Node features for each supplier include: financial health score (composite of credit rating, Z-score, payment behaviour), capacity utilisation rate, delivery performance (on-time-in-full over trailing 52 weeks), geographic risk index (geopolitical stability, natural disaster frequency, infrastructure reliability), and commodity price exposure (share of COGS attributable to monitored commodity indices).
The GNN uses a message-passing mechanism where risk signals propagate through the supply graph according to relationship weights. A stress event at a tier-3 raw material supplier propagates upstream through tier-2 processors to tier-1 manufacturers with a time-decay function calibrated to historical lead time data. This enables Ari to detect the precursor signals of a tier-1 disruption 44 hours before it surfaces — sufficient lead time to activate pre-qualified alternates before production impact.
Ari's negotiation engine models procurement negotiations as a two-player incomplete information game between Ari (buyer) and the supplier. The framework employs a Bayesian Nash Equilibrium approach to identify the optimal negotiation strategy given uncertainty about the supplier's cost structure and reservation price.

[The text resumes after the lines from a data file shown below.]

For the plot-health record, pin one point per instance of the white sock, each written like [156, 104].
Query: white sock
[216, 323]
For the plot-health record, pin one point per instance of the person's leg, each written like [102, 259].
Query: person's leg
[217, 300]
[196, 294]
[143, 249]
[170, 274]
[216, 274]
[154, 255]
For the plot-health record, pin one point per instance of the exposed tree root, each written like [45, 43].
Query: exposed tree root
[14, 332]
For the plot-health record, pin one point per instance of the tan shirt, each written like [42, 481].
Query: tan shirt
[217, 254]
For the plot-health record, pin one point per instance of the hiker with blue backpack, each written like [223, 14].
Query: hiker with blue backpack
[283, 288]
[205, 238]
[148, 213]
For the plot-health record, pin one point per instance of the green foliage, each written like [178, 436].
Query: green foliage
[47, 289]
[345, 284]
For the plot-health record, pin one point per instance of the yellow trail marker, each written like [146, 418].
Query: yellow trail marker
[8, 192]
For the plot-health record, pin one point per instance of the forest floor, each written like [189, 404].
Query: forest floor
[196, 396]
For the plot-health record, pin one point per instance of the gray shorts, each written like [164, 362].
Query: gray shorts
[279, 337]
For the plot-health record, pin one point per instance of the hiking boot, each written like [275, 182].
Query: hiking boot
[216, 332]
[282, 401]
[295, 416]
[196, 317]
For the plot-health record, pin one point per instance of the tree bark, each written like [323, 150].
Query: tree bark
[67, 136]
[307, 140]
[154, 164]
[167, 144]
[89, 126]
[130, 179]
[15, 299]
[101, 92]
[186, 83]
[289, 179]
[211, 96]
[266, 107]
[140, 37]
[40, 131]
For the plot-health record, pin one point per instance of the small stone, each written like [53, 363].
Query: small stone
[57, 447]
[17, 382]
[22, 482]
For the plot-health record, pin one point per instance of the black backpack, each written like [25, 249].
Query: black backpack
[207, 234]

The supplier's reservation price is estimated using a proprietary model combining: publicly observable commodity input costs, peer supplier pricing from ERP purchase history, market benchmark data from industry pricing APIs, and financial distress signals that indicate a supplier's willingness to accept below-market pricing to maintain cash flow.
Ari generates counter-offers using a concession schedule calibrated to the estimated negotiation zone (the range between Ari's target price and the supplier's estimated reservation price). The opening position is set at 85th percentile of the estimated negotiation zone, with concessions structured to maximise expected value whilst maintaining supplier relationship quality as a secondary objective. In production deployment, this approach has achieved an average 23.4% cost reduction versus initial supplier quotes.
Ari applies a three-tier confidence gate analogous to Sara Jr's forecasting gate. The confidence score for a PO execution decision incorporates: supplier risk score (higher risk → lower confidence), demand signal confidence from Sara Jr, market pricing certainty (narrower commodity price range → higher confidence), and delivery commitment reliability (supplier's historical OTIF performance).
Decisions above 85% confidence execute autonomously. Between 65% and 85%, the recommendation is presented for human review with a 4-hour default approval window. Below 65%, a full escalation briefing is produced and procurement team approval is required before the PO is raised.
Ari receives procurement trigger signals from Sara Jr (demand-driven procurement needs) and risk signals from Tom (logistics lane disruptions affecting supplier access). Ari publishes PO confirmations to Cho (Inventory Agent) for expected receipt planning and delivery risk alerts to Tom for freight pre-booking. This bidirectional integration ensures procurement decisions are made with full visibility of logistics constraints and inventory positions.